真美さんの庭を知ったのは、彼女が発信するSNSの写真からだった。1年間かけて夫と2人でつくり上げたという小屋の写真と、その小屋の屋根をバラ‘ポールズ・ヒマラヤン・ムスク’で覆うのが夢、という話に惹かれ、訪ねてみたいと思った。

6年目の景観

手作りの小屋
1年間かけて手作りした、おとぎ話に出てくるような小屋「ジャッド」。屋根には‘ポールズ・ヒマラヤン・ムスク’、ドアの脇には鉢植えの‘ペレニアル・ブルー’が可憐な花姿を見せている。

庭に招き入れられてまず向かったのは、彼女が「ジャッド」と呼んでいる、農具やガーデニング用品を収納する小屋。鹿児島弁の「じゃっど」(そうだ)と、ガーデンシェッドを掛け合わせた楽しい造語だ。基礎を専門家に頼んだほかはすべて手づくりで、彼女がペンキを塗ったという青い壁が日差しの中で輝いている。屋根の上から‘ポールズ・ヒマラヤン・ムスク’が顔を出していた。

バラの庭
左/ガーランドに仕立てた‘ポール・トランソン’。右/木に絡んで咲く‘ポールズ・ヒマラヤン・ムスク’。バラの特性を生かした立体的なデザイン。
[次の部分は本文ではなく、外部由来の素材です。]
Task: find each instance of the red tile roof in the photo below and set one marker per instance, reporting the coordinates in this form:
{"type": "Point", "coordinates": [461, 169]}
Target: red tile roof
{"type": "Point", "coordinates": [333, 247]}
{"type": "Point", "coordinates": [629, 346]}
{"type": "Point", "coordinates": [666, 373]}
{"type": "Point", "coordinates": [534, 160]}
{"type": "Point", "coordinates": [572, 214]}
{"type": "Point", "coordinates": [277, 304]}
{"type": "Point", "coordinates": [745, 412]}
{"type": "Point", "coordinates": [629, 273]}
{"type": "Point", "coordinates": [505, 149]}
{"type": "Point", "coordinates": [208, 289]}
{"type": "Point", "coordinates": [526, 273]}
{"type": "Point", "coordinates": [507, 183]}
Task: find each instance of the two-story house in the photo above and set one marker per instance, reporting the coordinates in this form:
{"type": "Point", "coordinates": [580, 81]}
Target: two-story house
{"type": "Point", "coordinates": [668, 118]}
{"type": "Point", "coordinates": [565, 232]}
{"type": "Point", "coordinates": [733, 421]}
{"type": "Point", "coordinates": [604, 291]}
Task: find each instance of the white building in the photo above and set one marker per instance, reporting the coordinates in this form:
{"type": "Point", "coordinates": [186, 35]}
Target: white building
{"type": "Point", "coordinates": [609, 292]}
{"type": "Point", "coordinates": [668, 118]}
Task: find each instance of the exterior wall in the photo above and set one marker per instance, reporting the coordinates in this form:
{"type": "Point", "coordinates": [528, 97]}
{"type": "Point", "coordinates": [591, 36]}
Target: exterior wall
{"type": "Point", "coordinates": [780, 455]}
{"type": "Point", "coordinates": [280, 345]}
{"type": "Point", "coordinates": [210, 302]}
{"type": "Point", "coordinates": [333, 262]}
現在の地に家を建て、庭づくりを始めたのは6年前。だが、つるバラの茂り具合や、木々に絡まる様子などは、長い年月を経たかのように、のびやかで、自然に見える。

庭づくり
6年前、庭づくりを始めた頃の様子。煉瓦やタイル、石などをひとつずつ並べていった。丁寧に敷いたので、今でもゆるんではいないという。*

図面に沿って、小道に煉瓦を敷き、タイルや石を配すなどの庭づくりは、自ら手作業で行ったというから、さらに驚かされる。

「1日に1mとか、煉瓦50個とか目標を決めて、少しずつ作業を進めました。鉄製のアーチ以外、木製のパーゴラなどもすべて手づくりです」

煉瓦の重さや敷き詰める労力を推し量ると、庭への熱情が並大抵のものではないことがよく分かる。

バラとの出会い

バラ‘ロココ’
リビングルームに近いオベリスクに咲く‘ロココ’。大輪の花姿は、ロココ調の装飾のように優美だ。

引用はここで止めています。